Women in business: Lou Portass, Serendaya Ltd

By Growth & Skills Hub - 28th February 2020

In the lead up to International Womens Day we spoke to some inspirational businesswomen here in Cornwall. What a wealth and talent and passion we have in the County!
 

1. Tell us a little about yourself and your business.

I am director of Serendaya Ltd, a Virtual Assistant and creator of ‘The Balanced Business Retreat’ who believes that balance in business isn’t all about the ‘books’ and that we encourage ease, flow and balance by finding our own rhythm.

I work with digitally overwhelmed creative entrepreneurs who find themselves constantly wishing for more hours in the day. I help them to slay their digital to do lists, organise their virtual office systems and create consistency with social media so that they can concentrate on nurturing their creativity and growing their business with ease, balance and flow.

My philosophy is that, by honouring ourselves and listening to our intuition, we can all reduce the overwhelm and bring more ease and flow into our businesses, and lives. I show my clients how to create routines, boundaries and processes that enable them to flourish as their businesses grow.

I’ve done business the hard way, both as a lawyer and whilst growing my first business. I’ve felt the overwhelm and disquiet as I put everything I had into my career and business and I know what it feels like to hear our soul call ‘there IS another way’ but not know where to begin in acknowledging that voice.

Then, one day, I stopped rushing and listened to what my intuition was telling me. I realised that we can do life and business on our own terms and flourish, so I started doing exactly that.

I show my clients how to listen to listen to their inner voices:

Create a work-life balance tailored to them;

Shift from overwhelmed to balanced;

Encourage ease & flow into their lives & businesses;

AND

Find moments of serenity in every day.

ALL

Whilst creating an organised and productive business and a balanced, purposeful life.

2. If you were to turn back time and give yourself one piece of advice before you started your business what would it be?

I would be turning back time to my first business - the one in which I celebrated myself for working 80 hours a week only to later come crashing down in burn out. I would tell myself to take time to notice what’s not working and to make the change sooner rather than later - and the easiest way to do that is to walk away from your desk every now and come back with fresh rested eyes.

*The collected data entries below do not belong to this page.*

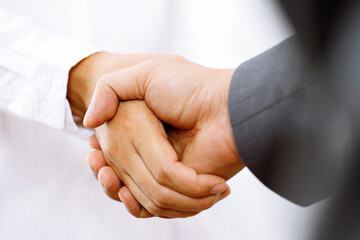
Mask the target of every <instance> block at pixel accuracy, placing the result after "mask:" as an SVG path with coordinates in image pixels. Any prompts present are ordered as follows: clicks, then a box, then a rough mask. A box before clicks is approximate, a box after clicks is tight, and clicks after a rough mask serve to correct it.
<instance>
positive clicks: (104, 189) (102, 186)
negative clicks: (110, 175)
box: [99, 180, 106, 190]
mask: <svg viewBox="0 0 360 240" xmlns="http://www.w3.org/2000/svg"><path fill="white" fill-rule="evenodd" d="M99 182H100V184H101V186H102V187H103V189H104V190H106V186H105V185H104V184H103V183H102V182H101V181H100V180H99Z"/></svg>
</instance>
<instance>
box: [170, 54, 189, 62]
mask: <svg viewBox="0 0 360 240" xmlns="http://www.w3.org/2000/svg"><path fill="white" fill-rule="evenodd" d="M167 58H168V59H169V60H172V61H179V62H182V61H185V60H186V59H185V58H184V57H182V56H180V55H169V56H168V57H167Z"/></svg>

Then, you’ll see everything more clearly - that’s perspective. Perspective also comes from letting go of the fear, you know the one that creates imposter syndrome, doubt and procrastination? In summary: Believe in yourself and your business, let go of the fear and trust what your intuition is telling you.

3. Who is the most important woman in your life and how have they influenced you?

My mantra is: “Nurture your business’ that most important asset - YOU”, so I’ve got to say that the most important woman in my life right now is me. If we don’t look after ourselves then we suffer and so do our businesses. The most influential though was my Cornish Granny, I think of her words of wisdom daily, she understood life on a level that not many do.

4. What is your proudest achievement in business so far?

That I get to do this thing that lights me up every day and that in doing so, I am helping other women to create successful and fulfilling businesses too.

5. Have you had to face any struggles in business and how have you overcome them?

The biggest struggle I’ve had to overcome is getting out of my own way. After I made the decision to close my first business, I became a procrastinator and self-doubter extraordinaire when it came to committing to moving on to the next. It took a huge amount of personal development to get to where I am today. That struggle has now become a valuable tool in enabling me to understand the obstacles to ease, balance and flow in my clients’ businesses and to helping them move forward as efficiently as possible.

6. This year, the theme for International Women’s Day is #EachforEqual, championing the individual actions we can all take to challenge stereotypes, broaden perceptions and celebrate women’s achievements. What does equality mean to you and what can we all do to forge a gender equal workplace?

I think there are two sides to equality, primarily that we are fundamentally entitled to equality of opportunity and treatment regardless of gender, race, sexuality and so on and we have a right to expect it, but there’s also another side to it - the mind set. In addition to actually being treated equally, we need to truly believe that we are entitled to that equality and aren’t limited by any of those factors, which is easier said than done given how entrenched in inequality our society is.

Whilst many workplaces still function so traditionally and on the apparent assumption that every employee has the capacity to work at optimal levels under identical conditions to the next, there is a real challenge to equality. Flexible and remote working are valuable elements of the solution, but they only go so far - particularly in relation to that percentage of the workforce who are parents to young children. We need to foster an understanding that working part-time to care for children doesn’t equal work-shy or ‘less than’ - actually working mothers are some of the most focused and efficient employees that you’ll find.  What would go a long way towards making the necessary difference, would be if we stopped glorifying busyness and working excessive hours. Let’s face it, long hours do not necessarily go hand in hand with productivity but very often, working reduced hours for child care reasons do.

I show my clients how to create routines, boundaries and processes that enable them to flourish as their businesses grow.